Kubernetes: Isolate Crashed Pod

Kubernetes: Isolate Crashed Pod

Introduction

If you are running your pod (services / containers) on a Kubernetes cluster, and the pod runs into problems, you can decide to take it out of the load, but keep the pod running for further investigations.

TL;DR;

See the notes section on this site for the short summary; Note: Kubernetes Isolate Crashed Pod

Kubernetes Recap

Lets start with a summary of the Kubernetes components which are involved, here is a small (simplified) recap of how the parts fit together:

Kubernetes Recap – How some things fit together…
  • Deployment – this is where YOU define your application container, and set how many instances you want to run.
  • Replicaset – this is created automatically by Kubernetes as result of your Deployment. The replicaset is the thing which does get your pod’s started. It will monitor how many are running, and if a pod disappears (exits) it will start a new one. The connection between the replicaset and the pods is going via the pod selector labels.
  • Service – this is where YOU define the entry of your traffic (which ports), and where they should go to. The destination is configured using pod selector labels.
  • Endpoint – this is created by Kubernetes, based on what is in the service, and which pods can be found. It uses the pod selector labels to do that. In the endpoint, a list of IP addresses of destination pods is collected.
  • Pods – these are created by Kubernetes, based on what is coming from the replicaset.

As mentioned before; the above is a simplified image. In real life, there are additional components, monitoring state, and reading configurations to get to the desired state. Some of the shown objects above are nothing more than yaml (data) definitions, serving as input for the not mentioned components. Traffic will not run through your service and endpoint, it goes to the pod’s via a service IP and with some clever network loadbalancing, which is configured using the information in the endpoint. A local DNS entry is made with the name and IP of your service.

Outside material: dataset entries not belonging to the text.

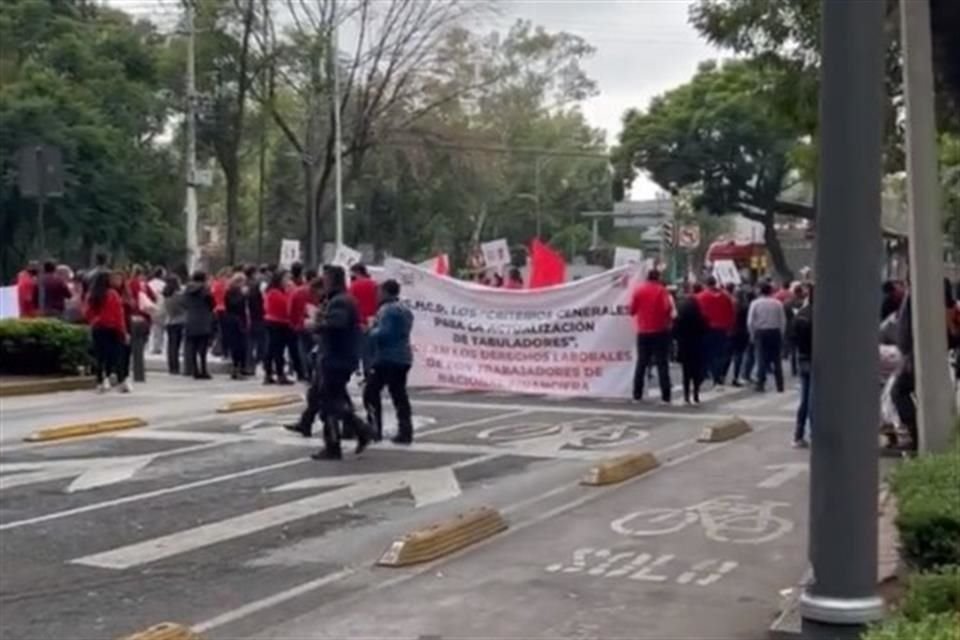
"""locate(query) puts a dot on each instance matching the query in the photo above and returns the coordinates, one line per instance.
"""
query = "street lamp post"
(844, 460)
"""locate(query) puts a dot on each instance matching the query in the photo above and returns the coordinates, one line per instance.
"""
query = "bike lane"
(701, 548)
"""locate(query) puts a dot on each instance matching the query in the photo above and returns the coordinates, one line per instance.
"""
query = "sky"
(643, 48)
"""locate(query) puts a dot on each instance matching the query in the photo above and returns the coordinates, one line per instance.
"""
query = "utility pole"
(934, 397)
(337, 132)
(844, 460)
(190, 201)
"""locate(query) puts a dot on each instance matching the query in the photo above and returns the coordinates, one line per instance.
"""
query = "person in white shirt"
(767, 321)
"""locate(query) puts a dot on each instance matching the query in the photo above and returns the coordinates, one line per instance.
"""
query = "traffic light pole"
(844, 460)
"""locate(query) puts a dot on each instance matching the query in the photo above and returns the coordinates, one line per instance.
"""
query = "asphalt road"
(225, 524)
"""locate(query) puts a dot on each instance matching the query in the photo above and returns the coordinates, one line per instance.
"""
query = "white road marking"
(270, 601)
(783, 473)
(148, 495)
(592, 411)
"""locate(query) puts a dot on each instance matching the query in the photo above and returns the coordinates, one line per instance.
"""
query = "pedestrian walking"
(652, 309)
(767, 321)
(392, 357)
(339, 358)
(103, 311)
(803, 345)
(690, 330)
(198, 326)
(718, 310)
(235, 324)
(175, 313)
(276, 304)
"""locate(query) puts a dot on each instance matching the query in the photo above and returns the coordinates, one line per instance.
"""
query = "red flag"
(547, 267)
(442, 266)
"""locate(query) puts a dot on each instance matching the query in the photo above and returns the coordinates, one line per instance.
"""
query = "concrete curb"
(444, 538)
(729, 429)
(165, 631)
(260, 402)
(81, 429)
(621, 468)
(49, 385)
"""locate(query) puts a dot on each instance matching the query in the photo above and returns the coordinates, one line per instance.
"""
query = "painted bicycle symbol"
(725, 519)
(588, 433)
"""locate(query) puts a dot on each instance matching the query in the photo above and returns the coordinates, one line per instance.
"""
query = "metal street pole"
(190, 201)
(934, 397)
(337, 132)
(844, 459)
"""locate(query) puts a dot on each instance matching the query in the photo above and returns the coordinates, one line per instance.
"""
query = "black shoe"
(332, 453)
(295, 428)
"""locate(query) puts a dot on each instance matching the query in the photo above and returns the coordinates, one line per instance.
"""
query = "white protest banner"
(725, 271)
(622, 256)
(496, 253)
(9, 302)
(346, 257)
(289, 252)
(575, 339)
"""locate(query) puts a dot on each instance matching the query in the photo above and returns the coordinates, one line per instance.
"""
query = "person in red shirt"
(717, 307)
(652, 309)
(108, 327)
(366, 294)
(27, 291)
(302, 297)
(276, 311)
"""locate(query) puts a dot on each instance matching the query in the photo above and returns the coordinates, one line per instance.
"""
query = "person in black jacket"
(340, 336)
(257, 334)
(690, 330)
(803, 343)
(198, 328)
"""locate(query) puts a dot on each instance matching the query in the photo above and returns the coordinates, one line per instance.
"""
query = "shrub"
(43, 347)
(929, 593)
(940, 626)
(928, 504)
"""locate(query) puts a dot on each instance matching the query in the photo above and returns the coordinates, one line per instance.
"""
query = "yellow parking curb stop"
(165, 631)
(726, 430)
(81, 429)
(621, 468)
(260, 402)
(443, 538)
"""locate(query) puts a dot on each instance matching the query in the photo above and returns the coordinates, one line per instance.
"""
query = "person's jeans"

Note: the source of your traffic normally comes from one (or both) of two spots; either from other pods in the system (they can talk to the service, by using for example http://yourservicename/…), or it can come from an ingress-nginx container which does receive requests from the outside of the cluster.

Disclaimer: I mix the words pod and container quite some times in this story. For the purists, they are not the same. A pod can contain multiple containers (like peas in a pod). It is just that in my example case, the pod had only one container.

The simple theory

By changing one of the pod selector labels of a running pod, two things will happen:

  • The “service” definition will not “see” the pod anymore, and will get the “endpoint” data updated by removing the pod from the IP list.
  • The “replicaset” will also not “see” the pod anymore (sort of assumes it did stop), and will start a fresh instance of the application for you in a new pod.

Effectively this has moved the pod out of the set of loadbalanced pods. It will not receive any “normal” traffic anymore, but of course you can still use kubectl to talk to that broken pod. The broken pod’s lifecycle management is also gone by this update, so it will not be cleaned up automatically.

Detailed Example

Here is an example, we are running on a cluster called “ah-tst” with namespace “ah”, and there is this pod which has an out-of-memory issue. I want to look at the memory details in that container (create a java heapdump). And possibly execute some isolated calls to the broken container, or use other tools on it. But first I want to get all traffic going again quickly. And after that, I can take my time looking at the broken one.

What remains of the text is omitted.